It’s official. Tesla has broken ground at its new “gigafactory” near Reno, Nevada. While New Mexico appears to have missed out on Tesla and its expected 6,500 jobs, some legislators, when asked, seem willing to spend as much as 500 million tax dollars to lure the company to the state.
While details are by no means firm, it appears that Tesla is looking for an infusion of $500 million, not tax breaks of $500 million. The difference between the two is that tax breaks don’t actually “cost” the state/taxpayers anything because Tesla would have to locate in New Mexico for any tax revenue to result from its activities.
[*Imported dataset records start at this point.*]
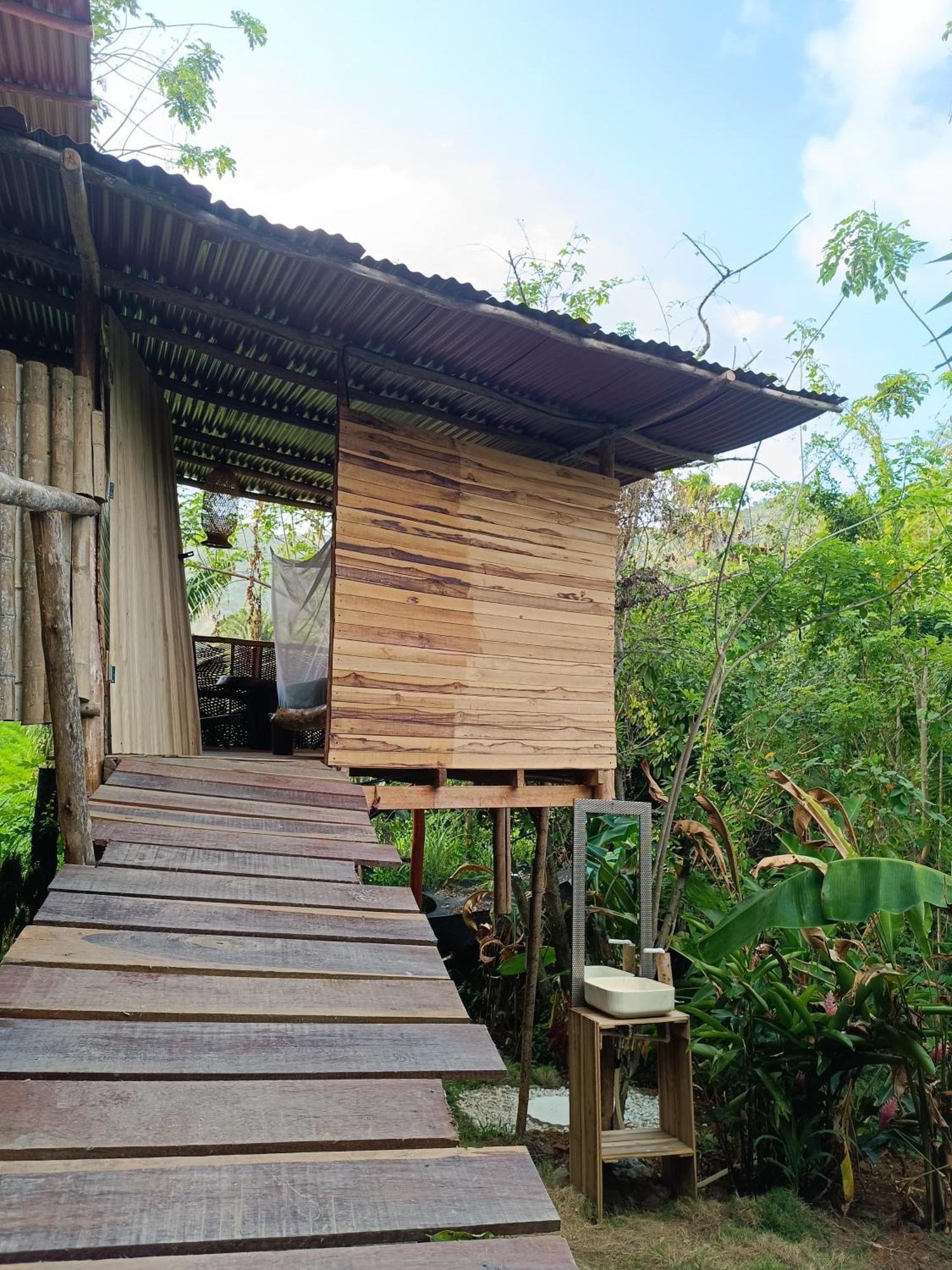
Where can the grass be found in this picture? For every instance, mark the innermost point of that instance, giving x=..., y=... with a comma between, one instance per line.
x=454, y=839
x=22, y=751
x=772, y=1233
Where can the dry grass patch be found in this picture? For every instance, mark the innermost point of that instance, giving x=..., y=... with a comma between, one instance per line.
x=775, y=1233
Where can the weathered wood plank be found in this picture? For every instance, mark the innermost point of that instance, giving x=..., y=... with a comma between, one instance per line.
x=251, y=864
x=266, y=1202
x=241, y=789
x=45, y=993
x=347, y=836
x=134, y=912
x=102, y=1050
x=86, y=1120
x=221, y=954
x=522, y=1253
x=114, y=829
x=276, y=774
x=163, y=885
x=340, y=820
When it comes to outright spending of New Mexicans’ tax dollars, those are dollars that come directly out of the pockets of average New Mexicans and the businesses already located here.
This important nuance explains why we at Rio Grande Foundation oppose payments made to the film industry which, according to a new legislative report, paid out $251 million in incentives to the film industry with $103.6 million in state and local tax dollars generated over the same basic time period. In simple mathematical terms, the state spent $147 million more than it generated from the film industry in recent years. That’s called a “loss” in any other industry. Jobs were created, but the net loss really illustrates the inherent problems with the program.
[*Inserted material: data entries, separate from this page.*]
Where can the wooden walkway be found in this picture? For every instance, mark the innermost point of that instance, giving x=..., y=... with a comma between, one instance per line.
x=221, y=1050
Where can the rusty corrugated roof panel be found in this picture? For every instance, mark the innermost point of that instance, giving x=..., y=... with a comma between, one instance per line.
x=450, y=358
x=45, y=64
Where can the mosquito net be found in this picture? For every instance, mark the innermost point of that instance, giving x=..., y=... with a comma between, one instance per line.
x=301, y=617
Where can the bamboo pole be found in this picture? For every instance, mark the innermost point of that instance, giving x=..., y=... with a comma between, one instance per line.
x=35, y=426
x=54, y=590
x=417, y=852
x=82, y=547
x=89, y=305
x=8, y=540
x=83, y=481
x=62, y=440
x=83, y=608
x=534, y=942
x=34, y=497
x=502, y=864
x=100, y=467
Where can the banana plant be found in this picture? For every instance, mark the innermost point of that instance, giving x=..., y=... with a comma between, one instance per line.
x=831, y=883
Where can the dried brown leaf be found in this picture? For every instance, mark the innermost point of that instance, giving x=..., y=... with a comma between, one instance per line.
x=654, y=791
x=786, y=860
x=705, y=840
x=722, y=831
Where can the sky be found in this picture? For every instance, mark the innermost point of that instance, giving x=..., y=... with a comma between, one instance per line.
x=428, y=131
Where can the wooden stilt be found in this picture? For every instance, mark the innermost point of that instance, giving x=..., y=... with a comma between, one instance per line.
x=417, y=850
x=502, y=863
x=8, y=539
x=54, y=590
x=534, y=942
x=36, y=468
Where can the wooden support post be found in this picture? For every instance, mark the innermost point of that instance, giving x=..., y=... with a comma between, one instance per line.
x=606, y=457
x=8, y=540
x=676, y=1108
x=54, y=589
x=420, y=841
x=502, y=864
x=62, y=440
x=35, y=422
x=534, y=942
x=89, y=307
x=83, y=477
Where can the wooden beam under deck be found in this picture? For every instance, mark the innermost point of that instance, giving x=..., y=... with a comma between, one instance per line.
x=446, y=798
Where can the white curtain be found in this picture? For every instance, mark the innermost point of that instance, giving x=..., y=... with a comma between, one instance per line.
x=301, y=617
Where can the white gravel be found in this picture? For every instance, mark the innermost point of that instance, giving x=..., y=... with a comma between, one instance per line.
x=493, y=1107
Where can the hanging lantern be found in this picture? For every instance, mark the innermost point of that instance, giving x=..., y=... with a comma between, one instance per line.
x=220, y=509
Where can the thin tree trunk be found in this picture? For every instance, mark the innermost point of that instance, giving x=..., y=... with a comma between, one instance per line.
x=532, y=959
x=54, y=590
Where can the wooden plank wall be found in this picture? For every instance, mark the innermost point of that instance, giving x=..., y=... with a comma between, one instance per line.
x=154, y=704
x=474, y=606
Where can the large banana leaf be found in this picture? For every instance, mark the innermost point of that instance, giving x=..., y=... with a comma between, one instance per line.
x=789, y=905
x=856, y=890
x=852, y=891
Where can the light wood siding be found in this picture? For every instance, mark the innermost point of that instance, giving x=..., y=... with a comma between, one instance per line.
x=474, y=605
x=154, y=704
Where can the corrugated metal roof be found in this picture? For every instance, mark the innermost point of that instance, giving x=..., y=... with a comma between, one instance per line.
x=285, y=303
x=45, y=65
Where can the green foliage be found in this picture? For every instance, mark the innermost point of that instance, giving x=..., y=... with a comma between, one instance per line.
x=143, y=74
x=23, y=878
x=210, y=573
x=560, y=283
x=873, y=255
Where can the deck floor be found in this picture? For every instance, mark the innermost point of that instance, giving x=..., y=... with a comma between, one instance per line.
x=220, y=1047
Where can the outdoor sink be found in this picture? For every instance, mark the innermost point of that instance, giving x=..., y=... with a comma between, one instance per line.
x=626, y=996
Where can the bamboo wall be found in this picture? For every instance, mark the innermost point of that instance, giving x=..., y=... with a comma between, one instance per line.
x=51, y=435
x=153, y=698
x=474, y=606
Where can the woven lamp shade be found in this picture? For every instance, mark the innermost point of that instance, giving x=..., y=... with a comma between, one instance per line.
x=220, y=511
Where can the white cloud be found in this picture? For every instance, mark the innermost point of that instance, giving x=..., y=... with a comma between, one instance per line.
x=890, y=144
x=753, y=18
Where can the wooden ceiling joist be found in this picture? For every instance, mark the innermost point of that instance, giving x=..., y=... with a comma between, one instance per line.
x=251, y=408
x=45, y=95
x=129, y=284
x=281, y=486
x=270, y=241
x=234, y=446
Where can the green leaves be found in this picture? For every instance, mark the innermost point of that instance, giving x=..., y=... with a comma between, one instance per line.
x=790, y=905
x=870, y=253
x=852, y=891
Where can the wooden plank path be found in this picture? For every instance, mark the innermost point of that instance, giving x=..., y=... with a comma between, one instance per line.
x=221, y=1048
The same reasoning explains why fiscal conservatives should not support outright spending of $500 million to bring in Tesla. Tax breaks are one thing, but if the company goes under, there are no “clawbacks” that will get $500 million in outright spending back.
Long-term, generous subsidies and tax exemptions are not the answer for New Mexico’s economy. In fact, it is no surprise that the company broke ground in Nevada, which, aside from proximity to the company’s factory, is a state with a right to work law and zero income tax.
Recently, site selection expert John Boyd was interviewed about New Mexico’s chances of attracting Tesla. His comments were enlightening. He said, manufacturing companies look for reasons to scratch off states when considering where to build major facilities — and no right to work law is at the top of the list. Boyd again reiterated the need for right to work stating, “I can’t underscore how critical right to work status is.”
“Right to work” is not “anti-union.” It simply states that union membership must be optional and not a condition of employment. “Right to work” must be at the core of efforts to turn New Mexico around. Taxes are a second area in dire need of reform. As economist Steven Moore has illustrated in study after study, having a zero income tax means both stronger economic growth and faster population growth than the national average and the states with the highest rates on personal income. It all goes back to the adage that if you want more of something, tax it less; if you want less of something, tax it more.
Liberals clearly understand this when taxes were raised in a successful effort to reduce tobacco consumption, but they seem not to believe that workers will choose to go where they can keep more of their hard-earned money.
Despite the state’s challenging economy, New Mexico has made some progress in recent years in gradually reducing taxes on productive activity (Bill Richardson reduced the top income tax rate from 8.2 to 4.9 percent and Susana Martinez has made New Mexico a “single sales factor” state, reduced taxes on manufacturing inputs, and is phasing down New Mexico’s corporate income tax).
Unfortunately, decades of reliance on the federal government and a business-unfriendly gross receipts tax, underperforming educational system, and poor regulatory environment mean that the transition away from government reliance and toward prosperity will require greater cooperation and even bigger reforms.